At the end of a recent telemedicine session, Jill, a long term patient thanked me for saving her money. I was puzzled and reminded her that my fees had not changed. She explained that because we were meeting remotely, she did not need to secure a babysitter for the appointment. She went on to say that the time to drive to and from our sessions, as well as the session time itself, would often lead to a three hour minimum for the sitter. This had never occurred to me.
Since then, similar scenes have played out frequently. I think of John, a farmer who would travel more than 2 hours each way, and carve out half a day for our appointments in the past.
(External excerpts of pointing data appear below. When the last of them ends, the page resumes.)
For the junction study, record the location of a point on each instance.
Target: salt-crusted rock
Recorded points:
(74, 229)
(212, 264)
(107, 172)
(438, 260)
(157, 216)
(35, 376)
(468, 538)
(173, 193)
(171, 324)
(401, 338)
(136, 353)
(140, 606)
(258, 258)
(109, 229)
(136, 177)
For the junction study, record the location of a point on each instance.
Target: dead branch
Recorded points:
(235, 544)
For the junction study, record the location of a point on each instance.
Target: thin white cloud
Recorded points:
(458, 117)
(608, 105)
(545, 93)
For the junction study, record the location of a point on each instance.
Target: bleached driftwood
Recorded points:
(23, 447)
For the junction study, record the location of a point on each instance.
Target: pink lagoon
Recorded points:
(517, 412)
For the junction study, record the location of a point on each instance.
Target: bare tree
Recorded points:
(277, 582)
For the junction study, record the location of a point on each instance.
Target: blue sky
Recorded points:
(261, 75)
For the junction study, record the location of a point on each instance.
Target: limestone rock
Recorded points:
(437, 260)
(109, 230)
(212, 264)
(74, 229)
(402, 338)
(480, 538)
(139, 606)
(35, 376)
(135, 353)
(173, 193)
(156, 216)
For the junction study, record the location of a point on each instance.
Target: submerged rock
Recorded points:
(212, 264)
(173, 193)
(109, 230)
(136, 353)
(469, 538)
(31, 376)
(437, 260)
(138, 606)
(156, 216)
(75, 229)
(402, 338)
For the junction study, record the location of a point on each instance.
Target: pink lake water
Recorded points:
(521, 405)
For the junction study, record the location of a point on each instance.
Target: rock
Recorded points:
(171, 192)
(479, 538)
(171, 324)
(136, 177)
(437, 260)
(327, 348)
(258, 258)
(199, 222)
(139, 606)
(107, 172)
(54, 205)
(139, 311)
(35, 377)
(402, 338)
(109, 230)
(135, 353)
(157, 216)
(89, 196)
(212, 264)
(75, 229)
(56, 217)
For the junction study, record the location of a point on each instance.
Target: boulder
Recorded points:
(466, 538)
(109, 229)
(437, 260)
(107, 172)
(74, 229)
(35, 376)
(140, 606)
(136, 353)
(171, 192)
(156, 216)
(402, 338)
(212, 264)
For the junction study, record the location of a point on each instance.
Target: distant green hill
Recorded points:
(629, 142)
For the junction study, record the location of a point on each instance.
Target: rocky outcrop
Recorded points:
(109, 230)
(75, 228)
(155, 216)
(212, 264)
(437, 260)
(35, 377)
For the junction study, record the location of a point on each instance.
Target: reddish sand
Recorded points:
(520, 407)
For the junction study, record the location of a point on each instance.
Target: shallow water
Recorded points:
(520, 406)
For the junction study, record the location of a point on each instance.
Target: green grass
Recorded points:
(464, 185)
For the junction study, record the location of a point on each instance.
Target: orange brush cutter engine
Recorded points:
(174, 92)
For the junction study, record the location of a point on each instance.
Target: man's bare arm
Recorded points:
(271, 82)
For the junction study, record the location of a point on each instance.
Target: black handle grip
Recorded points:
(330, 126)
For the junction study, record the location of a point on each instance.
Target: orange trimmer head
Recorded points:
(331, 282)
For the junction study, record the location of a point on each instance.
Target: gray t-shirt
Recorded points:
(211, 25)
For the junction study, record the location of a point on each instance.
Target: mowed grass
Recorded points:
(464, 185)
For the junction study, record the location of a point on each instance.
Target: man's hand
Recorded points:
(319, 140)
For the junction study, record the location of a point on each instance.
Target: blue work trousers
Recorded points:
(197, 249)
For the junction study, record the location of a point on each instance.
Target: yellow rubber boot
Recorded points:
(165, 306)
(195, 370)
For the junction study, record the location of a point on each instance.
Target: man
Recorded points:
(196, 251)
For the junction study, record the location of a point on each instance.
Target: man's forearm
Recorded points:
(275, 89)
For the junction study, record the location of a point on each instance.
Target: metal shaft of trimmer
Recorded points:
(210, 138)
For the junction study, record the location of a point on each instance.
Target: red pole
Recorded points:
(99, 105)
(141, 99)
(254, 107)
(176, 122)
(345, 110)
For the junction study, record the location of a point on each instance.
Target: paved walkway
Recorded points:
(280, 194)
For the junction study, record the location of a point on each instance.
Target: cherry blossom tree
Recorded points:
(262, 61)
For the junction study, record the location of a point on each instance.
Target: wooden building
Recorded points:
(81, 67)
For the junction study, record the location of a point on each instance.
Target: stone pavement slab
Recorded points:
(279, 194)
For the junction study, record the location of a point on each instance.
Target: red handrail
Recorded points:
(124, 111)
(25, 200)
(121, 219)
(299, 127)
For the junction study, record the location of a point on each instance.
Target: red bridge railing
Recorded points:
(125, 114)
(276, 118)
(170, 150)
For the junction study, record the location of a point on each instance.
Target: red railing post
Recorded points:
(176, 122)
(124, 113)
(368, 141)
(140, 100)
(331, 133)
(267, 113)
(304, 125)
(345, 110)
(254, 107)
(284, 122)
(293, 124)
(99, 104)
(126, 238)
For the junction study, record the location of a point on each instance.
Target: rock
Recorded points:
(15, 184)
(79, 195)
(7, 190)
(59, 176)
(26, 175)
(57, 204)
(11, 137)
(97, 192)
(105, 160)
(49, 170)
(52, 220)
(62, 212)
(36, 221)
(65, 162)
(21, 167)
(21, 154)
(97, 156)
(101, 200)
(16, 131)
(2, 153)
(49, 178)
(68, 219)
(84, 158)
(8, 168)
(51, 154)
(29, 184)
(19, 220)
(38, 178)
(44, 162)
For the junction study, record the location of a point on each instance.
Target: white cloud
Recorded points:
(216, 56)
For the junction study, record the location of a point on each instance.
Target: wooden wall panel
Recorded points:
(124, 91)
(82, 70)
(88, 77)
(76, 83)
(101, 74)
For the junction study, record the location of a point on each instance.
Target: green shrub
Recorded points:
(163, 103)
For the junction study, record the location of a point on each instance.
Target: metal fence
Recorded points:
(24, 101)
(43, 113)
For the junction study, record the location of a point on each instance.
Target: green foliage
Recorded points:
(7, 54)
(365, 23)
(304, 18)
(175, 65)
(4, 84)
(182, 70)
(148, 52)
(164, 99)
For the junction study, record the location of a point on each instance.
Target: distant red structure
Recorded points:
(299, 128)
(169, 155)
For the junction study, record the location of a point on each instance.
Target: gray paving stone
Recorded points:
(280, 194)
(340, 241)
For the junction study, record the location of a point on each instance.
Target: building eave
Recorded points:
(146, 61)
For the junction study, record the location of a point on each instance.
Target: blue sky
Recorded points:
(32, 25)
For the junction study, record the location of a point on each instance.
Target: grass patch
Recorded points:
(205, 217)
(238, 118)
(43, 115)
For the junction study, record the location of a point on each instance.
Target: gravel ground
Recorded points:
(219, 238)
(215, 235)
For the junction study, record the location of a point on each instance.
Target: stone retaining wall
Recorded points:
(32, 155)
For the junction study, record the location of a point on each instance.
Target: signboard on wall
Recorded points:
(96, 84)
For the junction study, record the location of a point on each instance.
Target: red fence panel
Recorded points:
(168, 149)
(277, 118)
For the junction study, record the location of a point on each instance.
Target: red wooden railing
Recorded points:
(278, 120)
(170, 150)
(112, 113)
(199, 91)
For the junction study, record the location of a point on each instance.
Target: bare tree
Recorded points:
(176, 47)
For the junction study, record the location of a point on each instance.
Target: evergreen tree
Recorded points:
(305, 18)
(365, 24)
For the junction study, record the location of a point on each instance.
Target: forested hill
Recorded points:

We recently had a meeting where he was using his tablet and speaking to me while sitting on a tractor in the middle of a field.
I have dozens of working professionals as patients who simply close their office door, or find a quiet room for our meeting. They need not get permission to leave work, trek across town, and feel stressed by their time away form the office.
I’ve spoken to college students in their far off dorm rooms, therapy clients away on family vacations. My favorite is Lilian, who remains grateful that I can see her in her home, where she need not leave Michael, her husband of 62 years, who struggles with dementia.
Much of the feedback I have received since beginning a telemedicine practice has focused on how the process is convenient, or easy. I recognize that the potential for saving time and money may be a small issue for many, but for some it goes a long way.